PLA is not currently being used in bottles, according to Vonda Simon, president, SeaCliff Packaging, Inc. “PLA is not strong enough to hold up in bottles,” said Simon. She explained that the oils in cosmetics tend to breakdown PLA, currently limiting its applications. Additionally, PLA breaks down at temperatures above 105ºF, which is too low for use in products that are not transported and stored in temperature controlled environments, according to Laura Setzfand, director of marketing, personal care division, The Hain Celestial Group. (For more information on PLA and its uses, see “Natural Packaging” in the October 2006 issue of GCI.) This technology, however, offers new avenues to explore, while contributing to the trend of natural ingredients and wellness within the cosmetic and beauty industry.
The popularity of recycling has increased as energy prices continue to soar. Anomatic, Inc. uses recycled aluminous alloy to create cosmetic packaging, following the trend for high-recycled, 90% post-consumer recycled content materials. By using aluminum alloys that have already been extracted and refined, manufacturers can see a 95% reduction in electrical energy costs. “Primary aluminum extraction plants are traditionally located where there is cheap electrical energy,” explained Mark Ormiston, director of research and development, Anomatic, Inc.
Aluminum alloys exhibit strong resistance to corrosion because of an oxide skin that forms due to reactions with the atmosphere. This corrosive skin protects aluminum from most chemicals, weathering conditions and even many acids. Anomatic utilizes “green finish” anodizing, which contributes to the metallic finish and helps the dye to tie to the aluminum without using heavy metals.
Aluminum is a very versatile metal. It can be extruded into a variety of shapes, turned, milled and bored in the machining process. For most applications, aluminum needs no protective coating, but it often is anodized to improve color and strength.
Working with aluminum manufacturers, Anomatic formulated a standard alloy with a high-recycled content for Estée Lauder’s Origins line. The alloy is deep-drawn to form metal pieces, with anodizing forming a thin oxide coating to improve performance and infuse dyes.
“Anodizing doesn’t have heavy metals or organic solvents utilized in the process, so it’s a really good fit to make a statement in environmental improvements,” said Ormiston. Various efforts to produce materials utilizing recycled content—whether paper, plastic or metal—are big initiatives because of increased awareness of the cause and effect within the environment, according to Ormiston.
Not only is recycling aluminum alloy sound environmentally, it also contributes cost savings for the manufacturer. Newer alloy requires more energy to produce, but refined recycled alloy takes less energy because additional processing is not required. However, recycled content does require technical planning to achieve the best outcome.
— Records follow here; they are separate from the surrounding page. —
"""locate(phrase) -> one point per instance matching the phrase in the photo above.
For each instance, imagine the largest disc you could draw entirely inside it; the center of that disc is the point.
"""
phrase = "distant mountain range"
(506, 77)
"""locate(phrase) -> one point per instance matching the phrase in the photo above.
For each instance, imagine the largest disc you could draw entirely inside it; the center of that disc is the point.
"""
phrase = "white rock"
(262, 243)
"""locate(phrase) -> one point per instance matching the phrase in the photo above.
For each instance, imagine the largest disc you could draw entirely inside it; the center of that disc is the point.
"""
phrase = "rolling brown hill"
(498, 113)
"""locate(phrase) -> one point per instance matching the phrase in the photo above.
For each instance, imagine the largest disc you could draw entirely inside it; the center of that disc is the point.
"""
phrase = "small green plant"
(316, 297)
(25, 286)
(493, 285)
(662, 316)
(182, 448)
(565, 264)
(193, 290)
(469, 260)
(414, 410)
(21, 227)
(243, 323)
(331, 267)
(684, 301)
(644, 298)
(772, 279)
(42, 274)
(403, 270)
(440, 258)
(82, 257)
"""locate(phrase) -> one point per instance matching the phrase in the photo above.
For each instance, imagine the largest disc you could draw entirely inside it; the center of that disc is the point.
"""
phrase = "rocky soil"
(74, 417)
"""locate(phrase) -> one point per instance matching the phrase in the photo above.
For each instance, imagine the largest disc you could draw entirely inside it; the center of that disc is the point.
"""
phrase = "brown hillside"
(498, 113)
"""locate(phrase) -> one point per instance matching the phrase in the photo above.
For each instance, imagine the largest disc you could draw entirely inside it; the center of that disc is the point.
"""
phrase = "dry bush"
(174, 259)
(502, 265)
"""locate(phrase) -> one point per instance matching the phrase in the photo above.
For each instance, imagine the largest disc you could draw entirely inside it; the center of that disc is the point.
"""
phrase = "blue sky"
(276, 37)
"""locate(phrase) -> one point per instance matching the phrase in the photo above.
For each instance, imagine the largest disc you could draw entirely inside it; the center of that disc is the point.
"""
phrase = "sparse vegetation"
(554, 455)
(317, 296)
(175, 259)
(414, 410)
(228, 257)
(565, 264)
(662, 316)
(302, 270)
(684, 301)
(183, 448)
“In working with newer, high-recycled materials, Anomatic originally encountered a few technical challenges to overcome, but nothing significant. We’ve since learned the importance of remaining mindful of where the recycled alloy originates, because depending on the source, the process of using high-recycled materials can in fact have an unintended negative effect on the outcome,” said Orminston.
For packagers, cost and durability stand out as critical to raw material choices. Packaging must stand up to the wear and tear of shipping while protecting and contributing to the overall marketing of a product and its brand. When using recycled and non-petroleum based materials, these needs can be met while providing innovative packaging.